The key aim of this research was to validate and apply an in-syringe gas-controlled density tunable SFOD-DLLME method for the efficient extraction of AFM₁ and AFM₂ from cow milk samples. The extracted analytes were determined using HPLC-FLD. Acceptable extraction times, high ERs, simplicity, and good repeatability are the chief merits of the offered method. According to our preliminary studies, this is the first report on the application of the offered approach for the extraction and quantification of AFM₁ and AFM₂ in raw cow milk samples.

2. Experimental

2.1. Materials and solutions

AFM₁ and AFM₂ standards were purchased from Sigma-Aldrich (St. Louis, MA, USA). Acetonitrile (ACN), HPLC-grade water, NaCl, menthol, phenylacetic acid, zinc sulfate, and choline chloride (ChCl) were purchased from Merck (Darmstadt, Germany).

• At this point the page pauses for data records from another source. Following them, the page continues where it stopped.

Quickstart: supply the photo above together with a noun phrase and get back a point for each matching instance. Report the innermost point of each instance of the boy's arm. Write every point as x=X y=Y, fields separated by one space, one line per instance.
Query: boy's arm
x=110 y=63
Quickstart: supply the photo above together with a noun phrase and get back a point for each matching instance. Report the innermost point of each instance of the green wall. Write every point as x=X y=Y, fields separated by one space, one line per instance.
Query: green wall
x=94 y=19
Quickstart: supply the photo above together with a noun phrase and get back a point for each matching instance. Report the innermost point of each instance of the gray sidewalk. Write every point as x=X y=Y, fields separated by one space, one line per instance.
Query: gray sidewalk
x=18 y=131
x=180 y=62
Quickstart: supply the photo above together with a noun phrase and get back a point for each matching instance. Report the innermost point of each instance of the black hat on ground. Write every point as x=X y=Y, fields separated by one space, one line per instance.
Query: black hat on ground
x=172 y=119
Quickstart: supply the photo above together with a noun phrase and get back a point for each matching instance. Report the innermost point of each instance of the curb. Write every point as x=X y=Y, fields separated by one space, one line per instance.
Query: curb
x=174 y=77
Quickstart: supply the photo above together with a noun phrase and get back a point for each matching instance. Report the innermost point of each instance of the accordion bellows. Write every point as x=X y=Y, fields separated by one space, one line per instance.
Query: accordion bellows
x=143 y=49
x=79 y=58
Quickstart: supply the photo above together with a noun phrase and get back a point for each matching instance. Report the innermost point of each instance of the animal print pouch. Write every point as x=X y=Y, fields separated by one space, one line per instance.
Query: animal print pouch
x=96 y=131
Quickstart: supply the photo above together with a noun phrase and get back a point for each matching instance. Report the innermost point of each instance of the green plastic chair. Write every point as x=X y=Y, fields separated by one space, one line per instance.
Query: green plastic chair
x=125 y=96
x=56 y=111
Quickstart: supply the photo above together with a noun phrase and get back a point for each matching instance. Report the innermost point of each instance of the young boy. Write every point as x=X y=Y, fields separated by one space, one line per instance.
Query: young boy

A stock solution of the AFs (at a concentration of 10 mg L⁻¹ of each analyte) was prepared in ACN and utilized in the validation and optimization steps.

2.2. Synthesis of DESs

DESs were prepared based on a previously published procedure.²³ Therefore, in menthol : phenylacetic acid and ChCl : phenylacetic acid DESs, phenylacetic acid (as an HBD) was mixed with menthol and ChCl (as HBAs) at molar ratios of 1 : 3 and 1 : 1 in two tubes. Subsequently, the tubes were heated in a water bath maintained at 60 °C for an hour.

2.3. Raw cow milk samples

Twenty-one raw cow milk samples were obtained from local producers (Tabriz, East Azarbaijan Province, Iran). After primary studies, one of these samples that were free of AFs (this point was confirmed by a validated analytical method²⁴) was taken and utilized as a blank. All the samples were maintained in a refrigerator at 4 °C before their analysis by the suggested method.

2.4. Instruments

In this work, an Agilent Liquid Chromatograph (Model 1200) equipped with an FLD was utilized for the quantification of AFM₁ and AFM₂. A Luna C₁₈ ODS (2) column (150 × 4.6 mm, 3 μm particle size) (Phenomenex, Torrance, CA, USA) maintained at 30 °C was employed to isolate AFM₁ and AFM₂. For separation of the analytes, an isocratic elution using ACN and water (25 : 75, v/v) was used at a flow rate of 1 mL min⁻¹ for 15 min. For FLD, 365 and 435 nm were set as the excitation and emission wavelengths, respectively. All injections were performed utilizing a 20 μL sample loop. A Labinco L46 vortex mixer (Breda, Netherlands) and a Hettich centrifuge model ROTOFIX 32A (Kirchlengern, Germany) were used for the preparation of the samples.

2.5. Extraction process

The extraction method was the modified version of perviously published method.²² First, a 5 mL raw cow milk sample spiked with the analytes (200 ng L⁻¹) or real sample, was taken into a glass test tube and mixed with 1 mL zinc sulfate solution (25%, w/v). The obtained mixture was vortexed for 3 min and consequently the sample proteins were precipitated. After centrifuging (at 5000 rpm for 5 min), the upper phase was transferred into a barrel of a 10 mL glass syringe containing a mixture of 65 μL menthol : phenylacetic acid DES (as the extraction solvent), and 110 μL chloroform (as a density modifier). Subsequently, a needle was used to pierce the septum, and nitrogen gas (99.999%) was flown into the barrel at a flow rate of 20 mL min⁻¹ adjusted using a nitrogen mass flow controller. After approximately 3 min, the chloroform content was completely evaporated, and the small droplets of menthol : phenylacetic acid DES were released into the solution and the analytes extracted into its droplets. In the next step, the syringe was placed in an ice bath for 3 min and then a solidified drop was obtained. Finally, this drop was taken into a microtube using a spatula and injected into HPLC-FLD after diluting with the mobile phase till 50 μL. The steps and structure of the analytes and menthol : phenyl acetic acid DES are shown in Scheme 1.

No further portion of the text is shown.